Coming into 2020, the New Hampshire–based fitness franchise had what seemed like unstoppable momentum. In 2019, it grew revenue by more than 20 percent and net income by more than 30 percent, opened 261 new gyms, and celebrated its 2,000th location, in Colorado Springs, on New Year’s Eve.
Then lockdowns came in March, which brought the company’s 53 consecutive quarters of same-store sales growth to a screeching halt. But it picked itself back up almost immediately. Within 48 hours, Planet Fitness began streaming workouts on Facebook Live. The videos have racked up 45 million views from 36 countries.
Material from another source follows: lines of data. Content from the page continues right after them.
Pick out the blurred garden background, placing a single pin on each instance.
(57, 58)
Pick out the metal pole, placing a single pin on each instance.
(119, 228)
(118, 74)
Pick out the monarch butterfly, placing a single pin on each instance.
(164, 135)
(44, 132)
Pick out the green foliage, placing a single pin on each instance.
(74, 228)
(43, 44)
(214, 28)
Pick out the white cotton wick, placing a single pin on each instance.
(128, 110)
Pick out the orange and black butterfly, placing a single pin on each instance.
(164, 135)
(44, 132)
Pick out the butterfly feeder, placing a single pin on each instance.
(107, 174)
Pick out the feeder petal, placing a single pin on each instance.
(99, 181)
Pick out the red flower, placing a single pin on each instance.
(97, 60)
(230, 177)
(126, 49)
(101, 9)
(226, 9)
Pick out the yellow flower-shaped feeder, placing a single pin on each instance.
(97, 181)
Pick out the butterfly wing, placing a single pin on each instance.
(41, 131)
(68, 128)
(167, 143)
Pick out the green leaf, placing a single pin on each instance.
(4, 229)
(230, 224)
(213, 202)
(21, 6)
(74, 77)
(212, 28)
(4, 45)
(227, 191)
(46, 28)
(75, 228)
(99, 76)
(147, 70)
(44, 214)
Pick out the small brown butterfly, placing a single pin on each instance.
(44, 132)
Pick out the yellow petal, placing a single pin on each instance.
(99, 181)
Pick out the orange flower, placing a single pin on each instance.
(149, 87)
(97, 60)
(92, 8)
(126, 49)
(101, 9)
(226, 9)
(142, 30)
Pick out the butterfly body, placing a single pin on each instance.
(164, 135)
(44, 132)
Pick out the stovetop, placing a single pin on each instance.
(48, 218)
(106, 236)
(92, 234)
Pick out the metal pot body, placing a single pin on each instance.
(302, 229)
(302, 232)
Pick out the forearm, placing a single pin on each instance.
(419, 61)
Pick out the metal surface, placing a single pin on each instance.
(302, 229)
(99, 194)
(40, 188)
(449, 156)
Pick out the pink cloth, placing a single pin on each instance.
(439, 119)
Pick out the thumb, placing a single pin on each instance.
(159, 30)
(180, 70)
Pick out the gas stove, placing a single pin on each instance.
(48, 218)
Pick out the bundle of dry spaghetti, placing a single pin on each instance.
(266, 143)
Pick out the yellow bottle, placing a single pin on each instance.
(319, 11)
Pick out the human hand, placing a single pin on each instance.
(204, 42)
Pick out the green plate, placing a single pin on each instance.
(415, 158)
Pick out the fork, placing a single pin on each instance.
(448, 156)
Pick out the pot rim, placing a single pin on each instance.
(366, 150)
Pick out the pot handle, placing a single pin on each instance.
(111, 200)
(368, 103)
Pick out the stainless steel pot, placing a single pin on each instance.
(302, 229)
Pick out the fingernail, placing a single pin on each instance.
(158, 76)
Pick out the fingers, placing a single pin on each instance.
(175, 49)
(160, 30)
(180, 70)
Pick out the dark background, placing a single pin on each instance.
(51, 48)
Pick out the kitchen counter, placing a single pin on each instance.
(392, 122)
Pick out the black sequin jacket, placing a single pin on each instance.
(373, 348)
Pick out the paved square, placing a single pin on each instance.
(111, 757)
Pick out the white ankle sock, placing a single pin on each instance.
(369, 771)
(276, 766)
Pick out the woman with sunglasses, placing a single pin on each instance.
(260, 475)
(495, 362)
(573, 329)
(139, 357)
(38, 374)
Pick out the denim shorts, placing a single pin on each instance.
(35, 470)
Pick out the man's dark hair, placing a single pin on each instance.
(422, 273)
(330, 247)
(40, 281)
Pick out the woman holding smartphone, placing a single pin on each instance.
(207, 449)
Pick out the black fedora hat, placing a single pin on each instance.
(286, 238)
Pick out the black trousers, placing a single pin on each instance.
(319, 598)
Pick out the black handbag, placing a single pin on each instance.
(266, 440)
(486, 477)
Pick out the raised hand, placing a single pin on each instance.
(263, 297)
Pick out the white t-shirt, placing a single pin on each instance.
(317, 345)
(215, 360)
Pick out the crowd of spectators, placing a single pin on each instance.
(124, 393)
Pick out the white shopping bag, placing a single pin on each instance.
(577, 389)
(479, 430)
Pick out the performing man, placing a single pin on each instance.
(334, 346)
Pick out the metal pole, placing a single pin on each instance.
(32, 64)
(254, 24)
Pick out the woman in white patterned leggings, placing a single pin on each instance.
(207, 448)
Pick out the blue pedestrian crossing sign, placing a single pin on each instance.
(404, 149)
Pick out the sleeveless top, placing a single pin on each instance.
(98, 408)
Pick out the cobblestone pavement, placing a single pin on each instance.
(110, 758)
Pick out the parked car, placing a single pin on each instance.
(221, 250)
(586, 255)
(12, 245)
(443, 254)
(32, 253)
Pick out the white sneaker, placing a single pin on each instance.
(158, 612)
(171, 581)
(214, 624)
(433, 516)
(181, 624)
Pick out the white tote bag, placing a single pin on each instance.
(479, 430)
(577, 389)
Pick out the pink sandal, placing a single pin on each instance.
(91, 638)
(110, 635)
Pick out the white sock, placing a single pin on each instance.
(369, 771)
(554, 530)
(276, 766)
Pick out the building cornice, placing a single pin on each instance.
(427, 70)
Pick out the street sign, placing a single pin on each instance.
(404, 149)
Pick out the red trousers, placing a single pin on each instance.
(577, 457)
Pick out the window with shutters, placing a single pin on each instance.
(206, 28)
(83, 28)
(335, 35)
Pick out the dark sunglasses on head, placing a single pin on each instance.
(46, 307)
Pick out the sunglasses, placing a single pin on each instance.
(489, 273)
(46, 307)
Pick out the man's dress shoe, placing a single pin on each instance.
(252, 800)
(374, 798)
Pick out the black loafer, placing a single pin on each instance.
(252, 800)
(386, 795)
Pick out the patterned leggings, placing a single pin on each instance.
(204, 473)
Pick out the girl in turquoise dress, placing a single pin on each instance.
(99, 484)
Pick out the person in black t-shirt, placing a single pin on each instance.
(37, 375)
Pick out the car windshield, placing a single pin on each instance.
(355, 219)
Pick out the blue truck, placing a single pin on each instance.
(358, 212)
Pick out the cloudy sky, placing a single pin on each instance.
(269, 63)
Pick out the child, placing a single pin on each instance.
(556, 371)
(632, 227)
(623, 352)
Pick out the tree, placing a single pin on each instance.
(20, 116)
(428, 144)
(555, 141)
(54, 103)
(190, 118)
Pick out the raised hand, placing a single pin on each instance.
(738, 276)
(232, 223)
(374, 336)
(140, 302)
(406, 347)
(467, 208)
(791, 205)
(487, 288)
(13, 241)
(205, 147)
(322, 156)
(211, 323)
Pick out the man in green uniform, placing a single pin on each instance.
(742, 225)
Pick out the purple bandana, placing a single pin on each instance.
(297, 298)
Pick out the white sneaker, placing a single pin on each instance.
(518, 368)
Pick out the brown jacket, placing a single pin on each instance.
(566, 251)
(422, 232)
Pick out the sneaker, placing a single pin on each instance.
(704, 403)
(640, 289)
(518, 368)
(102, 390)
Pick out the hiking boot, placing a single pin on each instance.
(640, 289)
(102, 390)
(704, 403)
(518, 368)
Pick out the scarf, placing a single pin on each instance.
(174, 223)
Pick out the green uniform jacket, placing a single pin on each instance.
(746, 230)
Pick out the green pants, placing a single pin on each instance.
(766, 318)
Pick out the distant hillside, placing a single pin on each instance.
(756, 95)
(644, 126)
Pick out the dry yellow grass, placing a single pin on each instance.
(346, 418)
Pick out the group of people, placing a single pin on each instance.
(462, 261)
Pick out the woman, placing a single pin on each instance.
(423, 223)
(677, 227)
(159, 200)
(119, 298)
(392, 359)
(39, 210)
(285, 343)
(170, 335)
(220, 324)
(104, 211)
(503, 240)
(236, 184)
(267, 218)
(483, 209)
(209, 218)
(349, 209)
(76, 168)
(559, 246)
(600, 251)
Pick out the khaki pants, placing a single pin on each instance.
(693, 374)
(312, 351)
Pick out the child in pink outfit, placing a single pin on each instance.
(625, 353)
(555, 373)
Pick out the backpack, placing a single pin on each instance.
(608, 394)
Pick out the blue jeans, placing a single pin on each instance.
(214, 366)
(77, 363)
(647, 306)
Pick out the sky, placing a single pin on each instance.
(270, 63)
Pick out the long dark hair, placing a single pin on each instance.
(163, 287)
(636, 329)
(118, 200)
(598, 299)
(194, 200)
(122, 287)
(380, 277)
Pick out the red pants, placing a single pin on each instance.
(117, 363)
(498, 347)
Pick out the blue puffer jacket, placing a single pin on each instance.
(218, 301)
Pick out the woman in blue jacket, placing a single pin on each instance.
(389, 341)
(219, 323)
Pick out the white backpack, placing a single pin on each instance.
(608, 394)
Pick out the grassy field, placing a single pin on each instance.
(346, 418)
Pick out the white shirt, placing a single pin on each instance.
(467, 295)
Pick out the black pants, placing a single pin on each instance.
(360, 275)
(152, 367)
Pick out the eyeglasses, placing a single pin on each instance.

In April, Planet Fitness partnered with iFit to stream workouts on its app, introducing a new series to its existing library of 500 at-home workouts.
The efforts kept Planet Fitness relevant and helped propel it to its third annual top 10 finish on the Franchise 500. But the brand couldn’t fully insulate itself from the pandemic’s sting: Revenues declined 78 percent in the second quarter, and a July survey by TD Ameritrade found that 59 percent of Americans don’t plan to renew their gym memberships once the pandemic is over.
Brick-and-mortar gyms are rightfully nervous, but the strength of Planet Fitness has always been that it operates outside the traditional model. With the industry’s lowest fees (just $10 a month), it considers the couch — not Equinox — to be its biggest competitor. And its “no judgment” philosophy has long attracted a fan base that might not otherwise enter a gym.
While COVID-19 hurt in some ways, Planet Fitness believes it might also help in others. “The pandemic has certainly brought greater awareness to health and wellness,” says McCall Gosselin, a company spokesperson. “And given the isolation that so many have faced, we think consumers will have a renewed interest in seeking out strong brick-and- mortar fitness communities.”